Breast Surgery May be Unnecessary for Appropriately Selected HER2+ Patients in the Future
Tumor hormone status, possible DCIS on initial biopsy and imaging results following neoadjuvant chemotherapy (NCT) may help physicians predict whether surgery may be safely eliminated for traditionally aggressively treated HER2+ breast cancer in the future.
These were the findings of a new study comparing the clinicopathologic characteristics of HER2+ patients who had no evidence of residual cancer on a pathology report following NCT with those who did. NCT is chemotherapy delivered prior to primary traditional surgical treatment to help optimize the intervention. The study was presented in April at annual meeting of the American Society of Breast Surgeons.
“More than 56,000 cases of HER2+ breast cancer, a comparatively aggressive tumor, are diagnosed in the U.S. annually,” says lead researcher Susie Sun, MD, University of Texas MD Anderson Cancer Center. “Evidence is growing that certain patients are exceptional NCT responders, suggesting that when properly identified someday certain of these women may be candidates for non-operative treatment.”
Dr. Sun points out, however, that confirmation of NCT response using traditional medical imaging is often inconclusive, with a high rate of false negatives, making identification of appropriate patients difficult. “Our study shows that hormone receptor positive disease, presence of DCIS at diagnosis and inconclusive imaging results following neoadjuvant chemotherapy correlated with an incomplete response to NCT, suggesting these women must go on to surgical treatment,” she explains.

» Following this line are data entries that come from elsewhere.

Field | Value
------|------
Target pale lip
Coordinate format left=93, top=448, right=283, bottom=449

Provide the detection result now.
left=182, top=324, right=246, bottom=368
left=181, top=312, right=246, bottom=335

The study examined 280 patients with HER2+ breast cancer treated with NCT followed by surgical resection. Multivariate analyses were performed to determine predictors of residual disease. Of the 280 patients, 102 (36.4%) had a pathologic complete response (pCR) to NCT in both the breast and lymph node.
Patients with incomplete pathologic response were more likely to have hormone receptor positive compared with negative tumors (73.4% vs. 50.8%; respectively, p<0.0001). Also correlating with residual disease in the breast and nodes was incomplete radiologic response (OR 5.62, p=0.002), meaning that radiologists were unable to rule out residual disease.
DCIS was found in 129 (46.1%) patients on initial biopsy. Of these, 32 (24.8%) had residual DCIS only following NST. The therapy failed to eradicate in situ disease in 64.3% of patients. Women with both invasive disease and DCIS on initial biopsy were less likely than those without DCIS to achieve pCR in the breast (31% vs. 43%, p=0.038). Post-NCT imaging had a sensitivity of 97.1% and negative predictive value of 70.6% for residual cancer.
“This study is particularly important right now because it may help identify optimal patients for ongoing clinical trials omitting surgery for carefully selected HER2+ patients,” comments the study’s principal investigator, Henry Kuerer, MD, PhD, FACS, University of Texas MD Anderson Cancer Center. “Findings are extremely important because of the inability of medical imaging to reliably confirm the absence of cancer following initial NCT. They help delineate the types of HER2+ tumors that should not be included in our trials.”
“No one wants to have surgery unnecessarily,” says Dr. Sun. “This study and the clinical trial may help us delineate in the future which patients may be effectively treated non-operatively, while allowing us to provide more aggressive surgical intervention to the women with HER2+ breast cancer who need it.”